🤖 AI Summary
This work addresses the efficiency bottlenecks of large language models (LLMs) under asymmetric inputs, small batch sizes, and nonlinear operations by proposing a value-centric Value-Level Parallelism (VLP) strategy. Integrating nonlinear approximation, weight-only quantization, KV cache quantization, and grouped-query attention, the authors design Mugi, a specialized hardware architecture that efficiently supports asymmetric GEMM and small-batch inference. Their approach achieves up to 45× higher throughput and 668× better energy efficiency in softmax operations. When evaluated on full LLM inference, Mugi delivers 2.07× higher throughput and 3.11× improved energy efficiency, while reducing operational and embodied carbon emissions by 1.45× and 1.48×, respectively.
📝 Abstract
Value level parallelism (VLP) has been proposed to improve the efficiency of large-batch, low-precision general matrix multiply (GEMM) between symmetric activations and weights. In transformer based large language models (LLMs), there exist more sophisticated operations beyond activation-weight GEMM. In this paper, we explore how VLP benefits LLMs. First, we generalize VLP for nonlinear approximations, outperforming existing nonlinear approximations in end-to-end LLM accuracy, performance, and efficiency. Our VLP approximation follows a value-centric approach, where important values are assigned with greater accuracy. Second, we optimize VLP for small-batch GEMMs with asymmetric inputs efficiently, which leverages timely LLM optimizations, including weight-only quantization, key-value (KV) cache quantization, and group query attention.
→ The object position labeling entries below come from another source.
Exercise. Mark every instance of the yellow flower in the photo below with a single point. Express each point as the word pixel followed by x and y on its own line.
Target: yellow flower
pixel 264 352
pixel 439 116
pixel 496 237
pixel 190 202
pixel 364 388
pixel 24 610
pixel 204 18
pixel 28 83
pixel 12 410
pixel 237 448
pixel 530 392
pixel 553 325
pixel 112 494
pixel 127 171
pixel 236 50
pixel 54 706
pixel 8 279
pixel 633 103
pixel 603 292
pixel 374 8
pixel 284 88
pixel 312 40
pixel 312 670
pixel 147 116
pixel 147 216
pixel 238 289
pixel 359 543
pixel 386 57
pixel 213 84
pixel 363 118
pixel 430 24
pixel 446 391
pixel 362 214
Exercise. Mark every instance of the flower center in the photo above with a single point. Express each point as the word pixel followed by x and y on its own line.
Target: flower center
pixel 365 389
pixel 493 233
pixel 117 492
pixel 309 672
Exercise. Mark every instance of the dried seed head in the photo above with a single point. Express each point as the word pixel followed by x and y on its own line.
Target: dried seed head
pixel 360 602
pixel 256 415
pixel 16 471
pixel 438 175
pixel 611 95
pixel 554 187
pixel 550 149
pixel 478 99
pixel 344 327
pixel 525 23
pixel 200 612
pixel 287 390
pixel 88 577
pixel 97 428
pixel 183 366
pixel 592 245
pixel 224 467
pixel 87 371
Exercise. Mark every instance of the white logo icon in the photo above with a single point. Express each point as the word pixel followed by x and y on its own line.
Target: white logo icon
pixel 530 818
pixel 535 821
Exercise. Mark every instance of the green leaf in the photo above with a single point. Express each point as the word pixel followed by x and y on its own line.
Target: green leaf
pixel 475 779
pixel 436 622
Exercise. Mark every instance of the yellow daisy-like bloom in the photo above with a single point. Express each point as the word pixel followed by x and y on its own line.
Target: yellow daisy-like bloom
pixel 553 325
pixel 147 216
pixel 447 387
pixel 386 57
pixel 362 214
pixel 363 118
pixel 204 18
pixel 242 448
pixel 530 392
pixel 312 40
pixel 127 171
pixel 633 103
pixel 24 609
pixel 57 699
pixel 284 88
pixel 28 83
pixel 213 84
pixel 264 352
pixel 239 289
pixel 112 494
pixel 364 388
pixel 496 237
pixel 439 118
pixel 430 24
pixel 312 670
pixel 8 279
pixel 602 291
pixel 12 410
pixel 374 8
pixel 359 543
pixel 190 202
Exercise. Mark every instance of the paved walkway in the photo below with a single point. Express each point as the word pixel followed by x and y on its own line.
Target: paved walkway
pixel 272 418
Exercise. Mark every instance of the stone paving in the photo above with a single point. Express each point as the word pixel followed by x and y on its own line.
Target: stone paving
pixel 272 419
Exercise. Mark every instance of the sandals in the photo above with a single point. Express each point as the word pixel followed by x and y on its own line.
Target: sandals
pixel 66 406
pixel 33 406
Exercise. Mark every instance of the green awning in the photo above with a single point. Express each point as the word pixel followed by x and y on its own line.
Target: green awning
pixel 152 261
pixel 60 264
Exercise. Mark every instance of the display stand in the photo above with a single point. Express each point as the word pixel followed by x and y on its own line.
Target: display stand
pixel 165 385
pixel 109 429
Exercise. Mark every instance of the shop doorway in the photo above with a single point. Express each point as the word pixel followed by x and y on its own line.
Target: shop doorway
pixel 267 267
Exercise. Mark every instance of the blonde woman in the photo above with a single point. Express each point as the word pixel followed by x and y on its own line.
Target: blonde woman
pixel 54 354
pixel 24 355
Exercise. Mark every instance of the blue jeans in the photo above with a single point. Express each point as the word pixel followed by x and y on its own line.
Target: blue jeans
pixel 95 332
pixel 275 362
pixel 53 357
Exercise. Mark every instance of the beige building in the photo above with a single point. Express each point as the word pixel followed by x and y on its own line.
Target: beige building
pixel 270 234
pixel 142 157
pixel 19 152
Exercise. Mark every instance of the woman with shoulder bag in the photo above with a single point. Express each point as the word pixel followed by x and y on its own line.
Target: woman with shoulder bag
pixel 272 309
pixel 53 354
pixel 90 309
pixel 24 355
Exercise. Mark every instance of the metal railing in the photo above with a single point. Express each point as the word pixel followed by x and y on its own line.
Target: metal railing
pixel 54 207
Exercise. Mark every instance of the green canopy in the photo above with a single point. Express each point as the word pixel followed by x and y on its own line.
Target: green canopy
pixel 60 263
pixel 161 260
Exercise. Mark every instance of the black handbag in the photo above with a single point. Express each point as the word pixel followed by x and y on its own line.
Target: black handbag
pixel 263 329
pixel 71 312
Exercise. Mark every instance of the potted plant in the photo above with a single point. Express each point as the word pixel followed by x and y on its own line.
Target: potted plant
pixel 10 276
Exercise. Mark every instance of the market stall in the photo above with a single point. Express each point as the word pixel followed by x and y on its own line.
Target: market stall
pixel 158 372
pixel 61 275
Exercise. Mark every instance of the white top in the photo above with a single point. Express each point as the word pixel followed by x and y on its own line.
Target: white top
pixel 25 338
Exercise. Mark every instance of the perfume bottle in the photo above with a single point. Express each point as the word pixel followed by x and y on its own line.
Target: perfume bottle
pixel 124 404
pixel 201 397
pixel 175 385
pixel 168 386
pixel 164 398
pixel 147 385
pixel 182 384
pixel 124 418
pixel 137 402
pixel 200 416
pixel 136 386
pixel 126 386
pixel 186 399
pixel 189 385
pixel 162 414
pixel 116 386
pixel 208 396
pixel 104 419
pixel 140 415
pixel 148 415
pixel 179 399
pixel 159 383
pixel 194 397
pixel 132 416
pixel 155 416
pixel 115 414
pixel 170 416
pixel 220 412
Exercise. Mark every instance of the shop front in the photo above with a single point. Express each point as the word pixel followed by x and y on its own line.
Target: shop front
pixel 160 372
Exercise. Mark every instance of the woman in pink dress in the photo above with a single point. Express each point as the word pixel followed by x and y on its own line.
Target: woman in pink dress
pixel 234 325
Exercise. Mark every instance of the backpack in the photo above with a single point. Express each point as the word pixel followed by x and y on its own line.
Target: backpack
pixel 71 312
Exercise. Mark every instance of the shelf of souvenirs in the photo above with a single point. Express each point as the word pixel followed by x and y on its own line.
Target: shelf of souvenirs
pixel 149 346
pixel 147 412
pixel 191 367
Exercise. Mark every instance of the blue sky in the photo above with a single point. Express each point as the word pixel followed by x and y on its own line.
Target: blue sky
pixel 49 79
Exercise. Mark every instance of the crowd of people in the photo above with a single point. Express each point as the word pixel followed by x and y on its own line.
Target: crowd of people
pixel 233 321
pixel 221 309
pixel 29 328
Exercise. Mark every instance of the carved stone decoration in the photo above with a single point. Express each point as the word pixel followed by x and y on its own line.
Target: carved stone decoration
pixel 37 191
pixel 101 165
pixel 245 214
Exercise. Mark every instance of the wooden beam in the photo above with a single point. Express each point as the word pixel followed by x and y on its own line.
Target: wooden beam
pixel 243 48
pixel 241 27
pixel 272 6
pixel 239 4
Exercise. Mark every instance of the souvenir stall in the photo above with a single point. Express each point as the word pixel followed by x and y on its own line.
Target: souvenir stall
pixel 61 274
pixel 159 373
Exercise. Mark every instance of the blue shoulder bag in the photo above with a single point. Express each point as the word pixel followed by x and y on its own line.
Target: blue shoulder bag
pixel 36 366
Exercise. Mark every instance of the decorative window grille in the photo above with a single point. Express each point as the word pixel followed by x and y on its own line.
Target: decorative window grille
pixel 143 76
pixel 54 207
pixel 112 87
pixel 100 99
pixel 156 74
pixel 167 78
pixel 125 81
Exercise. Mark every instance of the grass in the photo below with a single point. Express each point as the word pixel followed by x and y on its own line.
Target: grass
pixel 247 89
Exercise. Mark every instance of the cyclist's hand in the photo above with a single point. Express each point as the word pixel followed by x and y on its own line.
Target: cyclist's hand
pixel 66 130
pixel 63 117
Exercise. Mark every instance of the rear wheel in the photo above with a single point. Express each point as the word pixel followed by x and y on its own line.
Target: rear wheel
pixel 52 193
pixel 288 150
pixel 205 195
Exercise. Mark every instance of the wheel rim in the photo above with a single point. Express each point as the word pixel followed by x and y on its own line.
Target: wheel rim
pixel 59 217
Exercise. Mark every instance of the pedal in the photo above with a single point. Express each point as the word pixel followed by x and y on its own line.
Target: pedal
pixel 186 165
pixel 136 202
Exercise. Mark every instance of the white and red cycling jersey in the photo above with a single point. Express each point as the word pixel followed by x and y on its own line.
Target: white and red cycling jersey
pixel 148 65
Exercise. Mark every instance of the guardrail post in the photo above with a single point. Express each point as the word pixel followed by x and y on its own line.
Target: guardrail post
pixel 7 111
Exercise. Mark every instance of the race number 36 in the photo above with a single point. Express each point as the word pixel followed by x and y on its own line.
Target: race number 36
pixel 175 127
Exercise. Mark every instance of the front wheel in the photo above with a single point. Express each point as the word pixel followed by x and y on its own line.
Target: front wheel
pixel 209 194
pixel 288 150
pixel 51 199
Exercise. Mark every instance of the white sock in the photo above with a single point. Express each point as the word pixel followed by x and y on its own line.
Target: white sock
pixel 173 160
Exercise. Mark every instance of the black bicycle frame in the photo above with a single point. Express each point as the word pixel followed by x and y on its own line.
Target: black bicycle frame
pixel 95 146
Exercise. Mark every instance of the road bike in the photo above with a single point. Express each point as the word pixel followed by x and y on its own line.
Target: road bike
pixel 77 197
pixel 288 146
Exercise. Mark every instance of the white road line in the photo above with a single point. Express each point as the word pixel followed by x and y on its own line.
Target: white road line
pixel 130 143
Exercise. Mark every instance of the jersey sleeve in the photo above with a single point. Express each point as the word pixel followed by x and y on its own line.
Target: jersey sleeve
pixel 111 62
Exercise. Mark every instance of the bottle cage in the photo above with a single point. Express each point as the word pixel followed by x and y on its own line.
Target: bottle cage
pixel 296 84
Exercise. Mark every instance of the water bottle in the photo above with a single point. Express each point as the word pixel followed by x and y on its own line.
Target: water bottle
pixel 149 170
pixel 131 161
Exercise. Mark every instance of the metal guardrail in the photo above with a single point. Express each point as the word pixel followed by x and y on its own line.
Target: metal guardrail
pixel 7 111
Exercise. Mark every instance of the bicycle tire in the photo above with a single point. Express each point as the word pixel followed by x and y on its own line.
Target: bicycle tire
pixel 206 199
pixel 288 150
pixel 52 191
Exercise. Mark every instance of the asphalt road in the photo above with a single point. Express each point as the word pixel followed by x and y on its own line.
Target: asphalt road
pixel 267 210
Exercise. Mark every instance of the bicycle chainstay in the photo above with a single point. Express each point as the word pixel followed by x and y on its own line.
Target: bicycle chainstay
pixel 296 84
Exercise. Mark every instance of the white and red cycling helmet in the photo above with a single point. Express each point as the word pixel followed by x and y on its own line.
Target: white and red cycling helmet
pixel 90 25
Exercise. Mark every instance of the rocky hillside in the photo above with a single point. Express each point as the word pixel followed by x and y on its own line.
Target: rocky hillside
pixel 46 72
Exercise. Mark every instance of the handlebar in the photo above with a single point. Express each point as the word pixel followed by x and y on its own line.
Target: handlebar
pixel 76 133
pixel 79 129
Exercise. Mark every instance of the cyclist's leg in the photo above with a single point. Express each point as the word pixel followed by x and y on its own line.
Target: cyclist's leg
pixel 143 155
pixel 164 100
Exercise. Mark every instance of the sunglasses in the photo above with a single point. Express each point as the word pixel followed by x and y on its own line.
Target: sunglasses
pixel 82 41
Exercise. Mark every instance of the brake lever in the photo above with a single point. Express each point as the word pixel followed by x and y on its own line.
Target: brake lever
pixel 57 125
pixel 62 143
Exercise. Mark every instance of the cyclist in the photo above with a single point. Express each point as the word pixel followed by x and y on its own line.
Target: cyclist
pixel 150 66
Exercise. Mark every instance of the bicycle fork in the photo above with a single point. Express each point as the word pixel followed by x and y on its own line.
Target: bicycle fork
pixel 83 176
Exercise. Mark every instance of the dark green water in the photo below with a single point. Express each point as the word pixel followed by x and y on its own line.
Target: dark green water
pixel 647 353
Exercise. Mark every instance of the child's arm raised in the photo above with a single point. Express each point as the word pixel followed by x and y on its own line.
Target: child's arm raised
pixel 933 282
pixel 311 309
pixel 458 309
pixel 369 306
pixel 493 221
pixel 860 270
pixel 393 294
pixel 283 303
Finally, we design a new VLP architecture, Mugi, to encapsulate the innovations above and support full LLM workloads, while providing better performance, efficiency and sustainability. Our experimental results show that Mugi can offer significant improvements on throughput and energy efficiency, up to $45\times$ and $668\times$ for nonlinear softmax operations, and $2.07\times$ and $3.11\times$ for LLMs, and also decrease operational carbon for LLM operation by $1.45\times$ and embodied carbon by $1.48\times$.